Leverage increases risk by magnifying returns
Because agency REITs like CYS Investments (CYS), American Capital Agency (AGNC), Annaly (NLY), MFA Financial (MFA), and Capstead (CMO) invest in mortgage-backed securities, which are guaranteed by the Federal government (either directly or indirectly), they bear little to no credit risk on their portfolio. Principal is guaranteed, but the amount of interest is uncertain.
Because there’s no risk of principal loss—not to be confused with mark-to-market issues—the rate of return for mortgage-backed securities is generally low. They tend to trade at a spread to Treasuries. This tendency compensates you for the additional interest rate risk they exhibit, called negative convexity. A REIT parlays a portfolio that may have a coupon payment of 3.7% into a 13% dividend yield is through leverage.
CYS increased its assets
The company’s balance sheet increased from $13.3 billion in assets to $14.2 billion in assets. The company benefited from mark-to-market gains on its portfolio. While CYS is still primarily in fixed-rate mortgage-backed securities, just under half the book is invested in 15-year fixed-rate MBS. Another quarter is held in 30-year MBS, and the rest is in ARMS and Treasuries.
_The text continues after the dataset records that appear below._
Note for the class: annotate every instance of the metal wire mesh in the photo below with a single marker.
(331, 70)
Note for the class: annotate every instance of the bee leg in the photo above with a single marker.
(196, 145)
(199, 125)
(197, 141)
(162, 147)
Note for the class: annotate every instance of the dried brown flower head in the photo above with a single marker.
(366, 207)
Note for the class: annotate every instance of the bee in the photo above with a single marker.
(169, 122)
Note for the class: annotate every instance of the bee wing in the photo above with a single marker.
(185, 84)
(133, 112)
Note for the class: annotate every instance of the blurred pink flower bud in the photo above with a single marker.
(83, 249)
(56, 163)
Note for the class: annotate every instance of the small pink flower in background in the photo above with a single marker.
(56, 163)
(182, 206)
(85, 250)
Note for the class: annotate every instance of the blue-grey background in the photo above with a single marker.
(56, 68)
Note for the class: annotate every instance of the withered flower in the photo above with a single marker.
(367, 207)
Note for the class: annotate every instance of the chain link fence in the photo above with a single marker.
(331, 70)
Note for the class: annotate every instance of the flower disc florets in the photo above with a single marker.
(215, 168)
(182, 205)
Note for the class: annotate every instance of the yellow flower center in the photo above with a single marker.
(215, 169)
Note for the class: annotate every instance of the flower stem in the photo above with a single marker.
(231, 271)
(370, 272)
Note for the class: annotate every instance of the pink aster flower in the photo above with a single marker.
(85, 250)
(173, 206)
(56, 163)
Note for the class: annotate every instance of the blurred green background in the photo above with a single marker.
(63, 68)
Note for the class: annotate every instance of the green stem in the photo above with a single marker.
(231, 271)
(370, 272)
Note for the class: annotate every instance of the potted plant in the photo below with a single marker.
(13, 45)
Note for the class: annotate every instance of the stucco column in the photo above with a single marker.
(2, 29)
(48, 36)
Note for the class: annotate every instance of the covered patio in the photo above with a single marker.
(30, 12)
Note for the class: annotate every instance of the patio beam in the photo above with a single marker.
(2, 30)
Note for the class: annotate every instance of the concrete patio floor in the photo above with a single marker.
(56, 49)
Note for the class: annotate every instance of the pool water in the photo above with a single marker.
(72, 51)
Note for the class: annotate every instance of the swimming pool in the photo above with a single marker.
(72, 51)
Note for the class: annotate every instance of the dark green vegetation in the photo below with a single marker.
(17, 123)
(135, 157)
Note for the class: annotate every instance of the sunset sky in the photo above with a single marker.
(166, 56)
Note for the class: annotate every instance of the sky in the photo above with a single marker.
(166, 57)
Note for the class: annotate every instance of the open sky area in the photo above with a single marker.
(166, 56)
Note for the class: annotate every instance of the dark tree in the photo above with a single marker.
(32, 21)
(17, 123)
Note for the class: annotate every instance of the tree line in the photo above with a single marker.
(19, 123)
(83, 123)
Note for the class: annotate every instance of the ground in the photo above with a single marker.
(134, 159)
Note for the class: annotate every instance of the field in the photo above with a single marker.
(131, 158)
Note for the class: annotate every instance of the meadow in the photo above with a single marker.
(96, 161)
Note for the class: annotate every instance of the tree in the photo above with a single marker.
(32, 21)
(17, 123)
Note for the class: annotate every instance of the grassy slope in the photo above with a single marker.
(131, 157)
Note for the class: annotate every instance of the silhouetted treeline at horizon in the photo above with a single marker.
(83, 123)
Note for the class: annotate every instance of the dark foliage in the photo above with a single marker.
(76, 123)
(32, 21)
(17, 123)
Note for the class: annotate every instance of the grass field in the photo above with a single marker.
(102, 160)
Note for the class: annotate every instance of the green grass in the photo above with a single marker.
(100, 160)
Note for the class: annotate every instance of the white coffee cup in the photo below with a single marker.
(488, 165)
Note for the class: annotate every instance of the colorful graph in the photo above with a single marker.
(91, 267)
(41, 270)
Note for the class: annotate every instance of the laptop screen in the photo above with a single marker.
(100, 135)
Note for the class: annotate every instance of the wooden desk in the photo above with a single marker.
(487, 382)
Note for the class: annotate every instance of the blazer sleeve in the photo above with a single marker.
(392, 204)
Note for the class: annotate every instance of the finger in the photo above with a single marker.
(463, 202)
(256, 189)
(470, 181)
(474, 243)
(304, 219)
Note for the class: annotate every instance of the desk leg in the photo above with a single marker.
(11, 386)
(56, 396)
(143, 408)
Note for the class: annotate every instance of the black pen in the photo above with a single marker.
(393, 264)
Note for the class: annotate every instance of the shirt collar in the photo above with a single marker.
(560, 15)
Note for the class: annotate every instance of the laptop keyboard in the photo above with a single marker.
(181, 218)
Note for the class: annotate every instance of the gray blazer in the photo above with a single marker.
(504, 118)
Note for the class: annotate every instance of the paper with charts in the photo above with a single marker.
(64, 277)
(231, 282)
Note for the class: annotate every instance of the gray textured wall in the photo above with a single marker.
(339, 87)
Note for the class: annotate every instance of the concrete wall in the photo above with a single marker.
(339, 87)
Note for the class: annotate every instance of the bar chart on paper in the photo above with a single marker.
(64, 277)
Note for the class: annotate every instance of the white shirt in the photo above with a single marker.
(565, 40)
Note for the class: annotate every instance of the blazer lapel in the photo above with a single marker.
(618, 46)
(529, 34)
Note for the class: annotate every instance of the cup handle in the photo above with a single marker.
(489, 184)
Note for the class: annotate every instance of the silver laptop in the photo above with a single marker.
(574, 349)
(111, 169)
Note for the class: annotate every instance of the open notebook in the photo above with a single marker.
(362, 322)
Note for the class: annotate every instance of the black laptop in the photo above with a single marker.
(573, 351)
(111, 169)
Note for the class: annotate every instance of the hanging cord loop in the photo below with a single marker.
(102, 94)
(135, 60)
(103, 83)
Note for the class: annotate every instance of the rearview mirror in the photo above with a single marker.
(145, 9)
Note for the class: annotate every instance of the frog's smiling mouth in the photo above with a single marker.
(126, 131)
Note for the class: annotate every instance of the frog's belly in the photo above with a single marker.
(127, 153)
The company’s leverage ratio stayed more or less constant at 6.35x. The company funded its balance sheet with nearly $10 billion in repurchase agreements.
A repurchase agreement is basically a secured loan. The borrower pledges the MBS as collateral for a loan. Instead of paying periodic interest, the borrower sells the MBS to the lender and agrees to buy them back at a specified price. The repurchase agreements (repos) had a weighted average maturity of 93 days with a weighted average interest rate of 0.30%. During the quarter, they extended the maturity from 74 days while decreasing the interest rate.
Given the mismatch between the expected maturity of the company’s MBS portfolio and the maturity of its repo lines, CYS Investments would be exposed to significant duration risk absent some hedging activity. In fact, it uses interest rate derivatives, primarily swaps, which hedge the mortgage-backed securities’ interest rate risk.
As of the end of the quarter, CYS had $7.3 billion in swap agreements. They pay a fixed rate of about 1.34% as of the end of the quarter and receive a floating rate, which was around 0.22%. The average duration of the swaps was 3.63 years. If interest rates rise, the floating rate they receive will increase, while the rate they pay will stay the same. This makes the swap worth more, offsetting the mark-to-market hits the company will take on its MBS portfolio.
CYS also has options on swaps, called “swaptions,” which are used to hedge outsized moves in interest rates.